新型コロナ感染拡大の影響で外来患者が減少。4月以降の収入高は前年同月比約20%ダウン

 岸本整形外科医院(TDB企業コード:610332109、個人経営、岡山県真庭市久世2829、経営者岸本真氏)は、7月21日に岡山地裁津山支部へ自己破産を申請した。    申請代理人は、石川敬之弁護士(岡山県岡山市北区弓之町10-20 テミス弓之町2階、つばさ法律事務所、電話086-223-5250)。    当医院は、1965年(昭和40年)9月創業の診療所。
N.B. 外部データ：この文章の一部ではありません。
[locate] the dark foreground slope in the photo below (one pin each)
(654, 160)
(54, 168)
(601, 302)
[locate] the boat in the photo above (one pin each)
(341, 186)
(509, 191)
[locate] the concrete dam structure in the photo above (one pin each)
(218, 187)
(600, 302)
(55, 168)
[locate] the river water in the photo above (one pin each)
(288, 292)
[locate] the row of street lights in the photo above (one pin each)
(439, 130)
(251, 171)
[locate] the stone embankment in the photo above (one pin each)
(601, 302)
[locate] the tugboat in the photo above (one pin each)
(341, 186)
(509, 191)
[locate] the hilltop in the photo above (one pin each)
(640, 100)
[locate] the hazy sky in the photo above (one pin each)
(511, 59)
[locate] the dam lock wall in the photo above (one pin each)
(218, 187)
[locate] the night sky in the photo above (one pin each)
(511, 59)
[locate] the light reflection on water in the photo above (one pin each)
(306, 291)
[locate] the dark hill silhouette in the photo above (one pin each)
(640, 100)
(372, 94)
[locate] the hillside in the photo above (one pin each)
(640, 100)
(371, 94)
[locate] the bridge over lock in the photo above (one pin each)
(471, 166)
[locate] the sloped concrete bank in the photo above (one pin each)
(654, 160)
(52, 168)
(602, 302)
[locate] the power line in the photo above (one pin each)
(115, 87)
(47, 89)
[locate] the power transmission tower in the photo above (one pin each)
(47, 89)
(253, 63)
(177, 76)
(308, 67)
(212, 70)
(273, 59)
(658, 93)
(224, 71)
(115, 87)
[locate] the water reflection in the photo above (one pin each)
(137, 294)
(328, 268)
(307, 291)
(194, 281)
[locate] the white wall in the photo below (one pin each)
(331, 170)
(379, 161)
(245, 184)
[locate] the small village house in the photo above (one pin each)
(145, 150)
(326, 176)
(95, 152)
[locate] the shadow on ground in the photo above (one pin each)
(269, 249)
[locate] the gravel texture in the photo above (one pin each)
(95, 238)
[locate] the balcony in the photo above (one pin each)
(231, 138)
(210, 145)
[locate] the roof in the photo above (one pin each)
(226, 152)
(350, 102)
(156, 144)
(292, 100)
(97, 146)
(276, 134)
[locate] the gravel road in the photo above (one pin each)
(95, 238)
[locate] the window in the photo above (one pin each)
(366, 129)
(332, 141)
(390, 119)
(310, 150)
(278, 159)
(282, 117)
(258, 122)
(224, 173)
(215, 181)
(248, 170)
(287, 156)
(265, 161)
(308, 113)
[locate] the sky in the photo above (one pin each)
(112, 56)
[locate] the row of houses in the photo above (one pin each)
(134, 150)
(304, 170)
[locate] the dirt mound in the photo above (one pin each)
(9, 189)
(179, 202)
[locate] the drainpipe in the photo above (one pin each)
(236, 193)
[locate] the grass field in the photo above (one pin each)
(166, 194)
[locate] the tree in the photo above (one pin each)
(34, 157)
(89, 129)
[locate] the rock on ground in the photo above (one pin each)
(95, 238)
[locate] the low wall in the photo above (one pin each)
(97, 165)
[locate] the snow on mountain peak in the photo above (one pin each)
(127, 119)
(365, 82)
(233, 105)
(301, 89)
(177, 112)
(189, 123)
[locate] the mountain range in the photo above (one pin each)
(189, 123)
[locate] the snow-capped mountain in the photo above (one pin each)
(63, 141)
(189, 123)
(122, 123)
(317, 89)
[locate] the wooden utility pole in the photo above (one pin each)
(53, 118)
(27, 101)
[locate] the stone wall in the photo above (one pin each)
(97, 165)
地域住民を対象に、整形外科・リウマチ科・リハビリテーション科の診療科目で事業を運営してきた。98年4月に現院長が事業を承継、2014年12月度には年収入高約1億8000万円を計上していた。    しかし、その後は慢性的な看護師不足を解消できず有床診療所としての運営を諦め、近年は外来患者に対する診療のみに切り替えたため、2019年12月度の年収入高は約1億円にまで減少、病院施設・設備に対する借入金が重荷となって厳しい資金繰りを余儀なくされていた。こうした中、今年3月以降は新型コロナウイルス感染拡大の影響を受けて外出を控える動きが加速したため、外来患者の診療件数が減少。院長の岸本真氏によると、4月以降の収入高は前年同月比で20%程度ダウンし、事業の継続が困難な状況に陥ったという。    負債は、債権者約26名に対して約3億3000万円。  なお、医療機関としては全国初の新型コロナウイルス関連倒産となった。